Context:
I know that HySDS persists most of its state in Elasticsearch. How can I regularly backup my Elasticsearch indices?
Answer:
In case of catastrophic failure, you would be more likely to backup GRQ and Metrics Elasticsearch indices as your products and Metrics are long-term data stores. It can be problematic to backup Mozart ES because Mozart is supposed to be a snapshot of the processing state of the system. In a catastrophic failure, the snapshot that Mozart provides will be completely out-of-sync with reality and restoring it could cause redundant processing and incomplete knowledge of system state.
This answer is to backup GRQ on a HySDS-hosted Elasticsearch service with an AWS backend.
The answer is via Sujen Shah on Slack:
For snapshot, you need two things, which you can initiate on the GRQ server on your HySDS cluster.

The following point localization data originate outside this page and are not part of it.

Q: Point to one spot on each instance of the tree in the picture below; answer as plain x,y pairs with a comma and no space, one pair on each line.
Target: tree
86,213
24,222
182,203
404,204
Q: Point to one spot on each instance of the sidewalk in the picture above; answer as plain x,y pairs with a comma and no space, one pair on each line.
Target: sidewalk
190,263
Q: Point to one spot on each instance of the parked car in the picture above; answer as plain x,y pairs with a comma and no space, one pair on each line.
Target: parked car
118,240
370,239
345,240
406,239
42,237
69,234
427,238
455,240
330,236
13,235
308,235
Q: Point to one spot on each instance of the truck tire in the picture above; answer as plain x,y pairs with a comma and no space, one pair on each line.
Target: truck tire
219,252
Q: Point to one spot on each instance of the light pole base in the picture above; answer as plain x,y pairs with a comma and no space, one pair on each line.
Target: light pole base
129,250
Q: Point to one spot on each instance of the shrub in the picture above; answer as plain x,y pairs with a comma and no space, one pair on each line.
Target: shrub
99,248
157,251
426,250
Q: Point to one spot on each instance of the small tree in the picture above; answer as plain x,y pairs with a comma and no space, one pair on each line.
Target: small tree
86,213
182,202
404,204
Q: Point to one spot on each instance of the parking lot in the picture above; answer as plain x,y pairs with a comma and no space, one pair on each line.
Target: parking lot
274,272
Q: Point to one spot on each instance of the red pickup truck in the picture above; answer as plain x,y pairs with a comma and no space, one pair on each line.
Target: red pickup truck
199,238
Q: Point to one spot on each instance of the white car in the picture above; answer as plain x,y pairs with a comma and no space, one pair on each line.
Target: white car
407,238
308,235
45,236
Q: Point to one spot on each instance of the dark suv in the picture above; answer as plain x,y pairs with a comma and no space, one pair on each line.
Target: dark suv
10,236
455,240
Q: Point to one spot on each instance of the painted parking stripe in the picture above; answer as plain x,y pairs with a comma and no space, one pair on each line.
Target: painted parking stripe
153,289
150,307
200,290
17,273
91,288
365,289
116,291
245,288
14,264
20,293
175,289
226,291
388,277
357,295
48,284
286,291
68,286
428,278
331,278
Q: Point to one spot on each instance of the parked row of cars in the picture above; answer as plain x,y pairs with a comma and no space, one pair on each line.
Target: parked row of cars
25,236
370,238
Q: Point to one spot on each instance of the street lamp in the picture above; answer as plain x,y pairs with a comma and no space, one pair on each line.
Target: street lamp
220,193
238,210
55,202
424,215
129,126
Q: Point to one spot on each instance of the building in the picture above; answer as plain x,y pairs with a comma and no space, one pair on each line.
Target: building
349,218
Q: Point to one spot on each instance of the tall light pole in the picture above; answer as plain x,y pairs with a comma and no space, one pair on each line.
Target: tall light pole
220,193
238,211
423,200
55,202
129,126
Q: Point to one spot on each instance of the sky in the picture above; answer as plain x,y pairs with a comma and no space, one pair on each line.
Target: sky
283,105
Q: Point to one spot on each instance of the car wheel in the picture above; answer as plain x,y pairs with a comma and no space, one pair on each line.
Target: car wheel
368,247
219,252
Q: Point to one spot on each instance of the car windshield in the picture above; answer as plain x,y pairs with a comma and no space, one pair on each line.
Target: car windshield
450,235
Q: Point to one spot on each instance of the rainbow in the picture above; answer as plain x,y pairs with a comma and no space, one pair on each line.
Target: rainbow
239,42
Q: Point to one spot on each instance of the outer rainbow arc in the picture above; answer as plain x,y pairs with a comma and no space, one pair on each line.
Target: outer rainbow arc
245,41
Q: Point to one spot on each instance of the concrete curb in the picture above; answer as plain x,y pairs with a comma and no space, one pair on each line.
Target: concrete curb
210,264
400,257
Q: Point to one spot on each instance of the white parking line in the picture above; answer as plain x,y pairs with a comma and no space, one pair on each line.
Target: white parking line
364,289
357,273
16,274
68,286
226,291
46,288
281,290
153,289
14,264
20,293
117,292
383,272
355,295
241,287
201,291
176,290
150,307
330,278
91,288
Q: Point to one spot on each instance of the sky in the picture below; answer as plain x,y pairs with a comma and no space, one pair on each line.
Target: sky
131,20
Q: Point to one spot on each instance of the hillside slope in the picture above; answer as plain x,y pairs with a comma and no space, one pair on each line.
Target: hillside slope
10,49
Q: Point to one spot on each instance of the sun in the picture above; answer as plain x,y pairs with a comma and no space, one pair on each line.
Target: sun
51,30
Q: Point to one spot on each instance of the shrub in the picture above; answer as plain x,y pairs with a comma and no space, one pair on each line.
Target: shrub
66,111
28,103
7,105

1 - Snapshot repository To register repository
curl --location --request PUT 'http://localhost:9200/_snapshot/s3_backup' \ --header 'Content-Type: application/json' \ --header 'Content-Type: text/plain' \ --data '{ "type": "s3", "settings": { "bucket": "<YOUR_DATASET_BUCKET>", "region": "us-west-2", "base_path": "es_snapshot" } }'
2 - A Snapshot
$ curl --location --request PUT 'http://localhost:9200/_snapshot/s3_backup/%3Csnapshot-%7Bnow%2Fd%7D%3E'
If you are using a tutorial and other options, you should know:
General recommendation, do not use wait_for_completion=true as that could timeout your client when the indices grow large.
Also better to use timestamps in the name of the snapshot
Note: You may want to be selective about what indices you are restoring. For example, if you wanted to omit the following (some of which are adaptation-specific):
user_rules user_runs_history versions product_counter product_accountability hysds_ios orbits orbits_status *_triaged_job grq_q16511*
You would do this:
curl -X POST "localhost:9200/_snapshot/my_backup/snapshot_1/_restore?pretty" -H 'Content-Type: application/json' -d' { "indices": "-user_rules,-user_runs_history,-versions,-product_counter,-product_accountability,-hysds_ios,-orbits,-orbits_status,-*_triaged_job,-grq_q16511*" } '
Also, before you restore and ES, you need to close all indices. https://www.elastic.co/guide/en/elasticsearch/reference/current/indices-close.html
POST /*/_close